Her hand shot out for the banister, but her fingers only grazed the polished wood. Close enough to feel its smoothness, not close enough to grip. Her eyes locked with the figure still standing on the landing, and she saw a flash of horror that mirrored her own.
Gravity claimed her.
The first impact drove every molecule of air from her lungs. Her shoulder blade cracked against the hard edge of a step, and then she was tumbling backward in a disorienting, violent blur of ceiling and spindles and walls. Pain exploded across her back, her hips, her legs, each step delivering its own brutal punishment as she tried desperately to grab hold of something. But her nails only scraped uselessly against the gleaming wood,too smooth to gain leverage, and a strangled cry tore from her lips before the back of her head snapped against another step and cut the sound short.
Time broke apart.
The world reduced itself to a series of impacts and the brief, weightless silences between them. Her vision blurred and darkened at the edges, and she couldn’t think, couldn’t process anything beyond the desperate need for it to stop.
The marble floor rushed up to meet her, and the back of her skull connected with it in a concussive explosion of white light. For one strange, suspended moment, the light held, bright and absolute. Then the world tilted to the side, and everything began to grow dim.
Something warm spread beneath her head, pooling slowly, cradling her skull like a liquid pillow. Through the encroaching darkness, she heard footsteps on the stairs, hurried and panicked, descending fast. They stopped beside her.
A sharp, involuntary gasp. A caught breath somewhere above. And then a voice, the words coming slowly, as though the speaker couldn’t quite believe what they were saying.
“What have I done?”
The whisper reached Iris through a thickening fog, distant and muffled, like she was hearing it from the bottom of a swimming pool. She wanted to respond. She wanted to scream that this was exactly what she’d been talking about all along.
Consequences.
Actions.
The weight of choices made in the dark.
This was what happened when people spent their whole lives pretending, and someone finally held up a mirror.

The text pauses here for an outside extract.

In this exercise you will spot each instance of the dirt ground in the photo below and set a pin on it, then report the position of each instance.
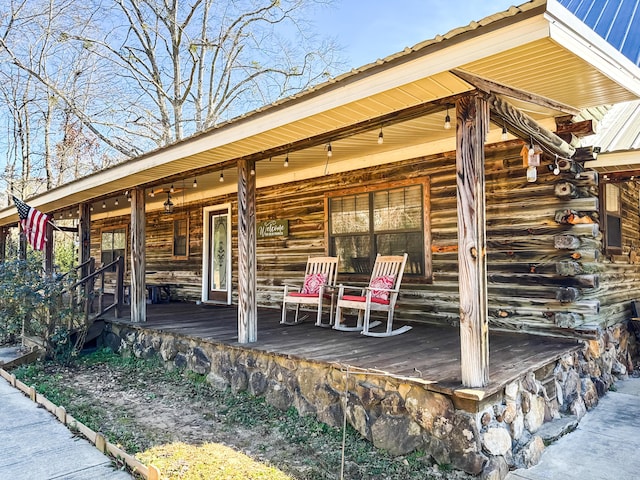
(145, 407)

But her lips wouldn’t move. Her gaze drifted upward and settled on the chandelier. The crystal drops caught what was left of the light and scattered it into tiny, fading stars. She wouldnever travel the world. There would be no newsroom, no byline, no breathless chase after a story that mattered. No suitcase packed for somewhere far from here. She had become small and insignificant, just another dirty secret for someone to bury.
The stars dimmed, one by one, until there was nothing left but the quiet.
2
Kinsley Aspen
July (Present Day)
Thursday, 3:48 pm
The coffee in Kinsley’s mug had gone cold. A thin film of creamer had formed across the surface, not unlike the numbness that had spread through her limbs over the past twenty minutes. She’d been sitting on the couch the entire time, staring into the tan liquid as though it might offer her some kind of salvation, some answer she hadn’t thought of yet.
It hadn’t.
And it wouldn’t.
The afternoon light filtered through the living room curtains, illuminating those pesky dust motes that drifted aimlessly through the warm air. They hung there, suspended in time, just as she was. Waiting for the inevitable fall.

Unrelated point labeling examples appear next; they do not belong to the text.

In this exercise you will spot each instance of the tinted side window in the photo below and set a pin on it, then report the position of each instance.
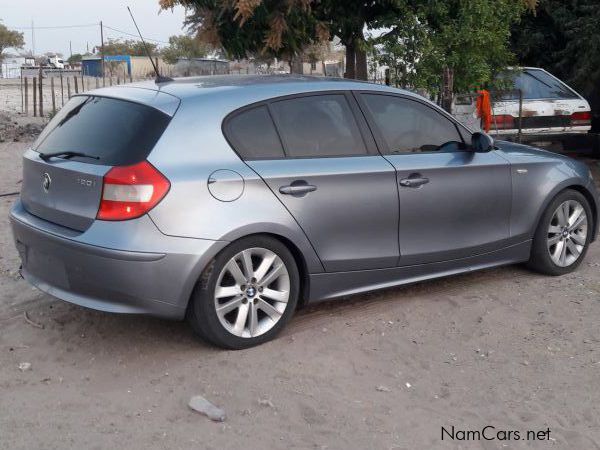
(408, 126)
(117, 131)
(253, 134)
(316, 126)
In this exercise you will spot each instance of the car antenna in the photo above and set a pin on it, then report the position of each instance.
(159, 77)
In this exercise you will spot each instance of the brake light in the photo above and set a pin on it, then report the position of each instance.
(582, 118)
(129, 192)
(503, 122)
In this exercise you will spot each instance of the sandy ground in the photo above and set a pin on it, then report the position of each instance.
(503, 347)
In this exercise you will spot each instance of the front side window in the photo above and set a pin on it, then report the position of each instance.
(408, 126)
(318, 126)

Across from her, her father sat in the matching overstuffed chair. George Aspen’s face was drawn with concern and exhaustion, the legal pad balanced on his knee nearly blank save for a few hastily scribbled notes. His pen tapped against theyellow paper in a soft, irregular rhythm that might have irritated her on any other day.

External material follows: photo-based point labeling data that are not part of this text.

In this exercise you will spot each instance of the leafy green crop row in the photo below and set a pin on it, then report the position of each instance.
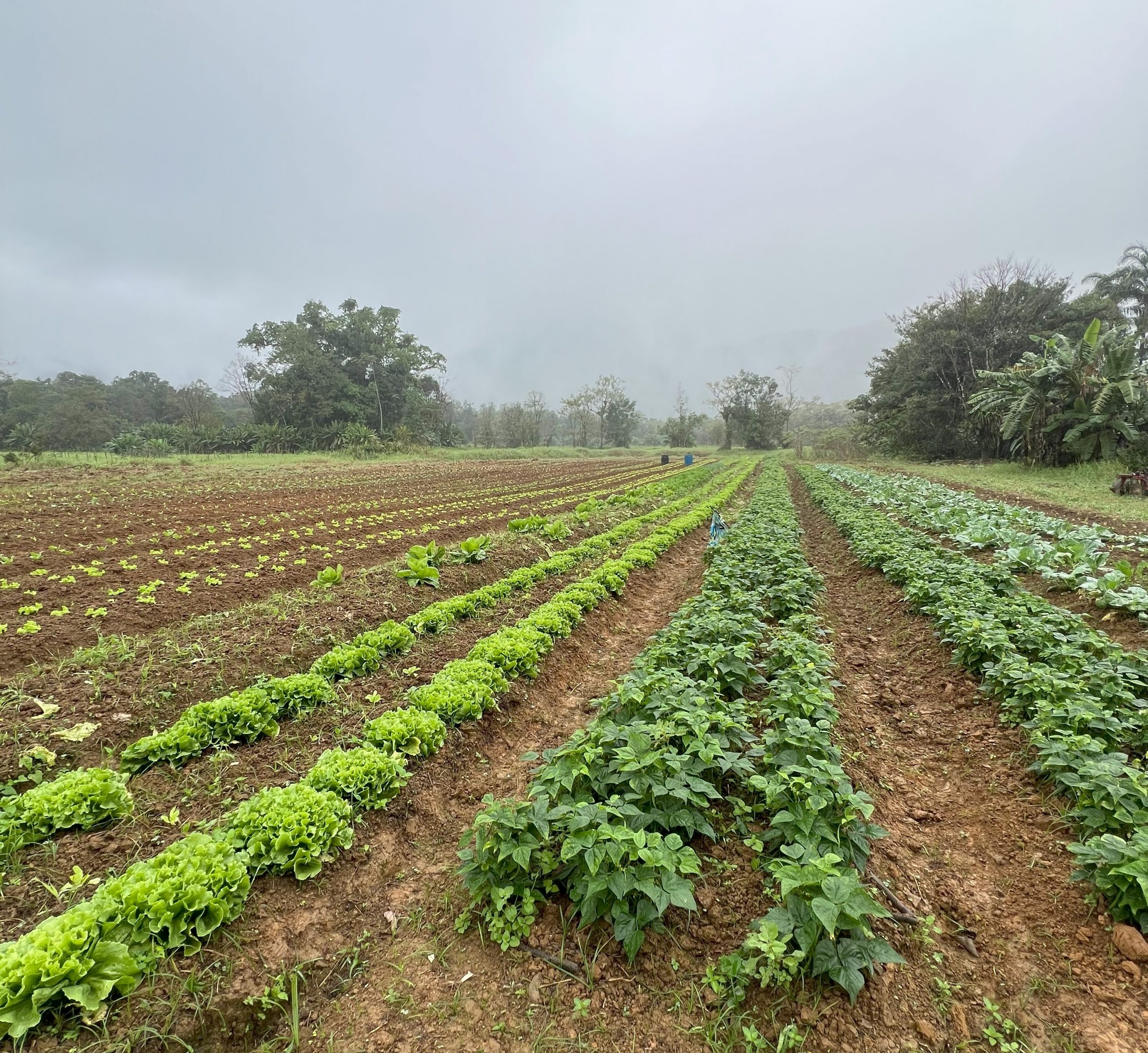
(609, 816)
(1078, 695)
(84, 797)
(87, 799)
(181, 896)
(1026, 541)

“Are you sure this is what you want to do, butterfly?” George asked, his voice breaking through the thick silence between them. “I still think it best if we?—”
“I’m sure, Dad.”
His childhood nickname for her caused her to wince internally, though she wouldn’t rob him of such a treasured habit. She’d already committed a far worse sin. She had taken a life, and there was no rewinding time to undo it.
The memory from that night had become her constant companion, cycling through her mind several times a day for the past twenty-one months. Soon, those recollections would be all she had left to contemplate from behind prison bars.
“Kinsley?” her father prompted, leaning forward slightly. His blue eyes, so like her own, searched her face for any sign that she might reconsider.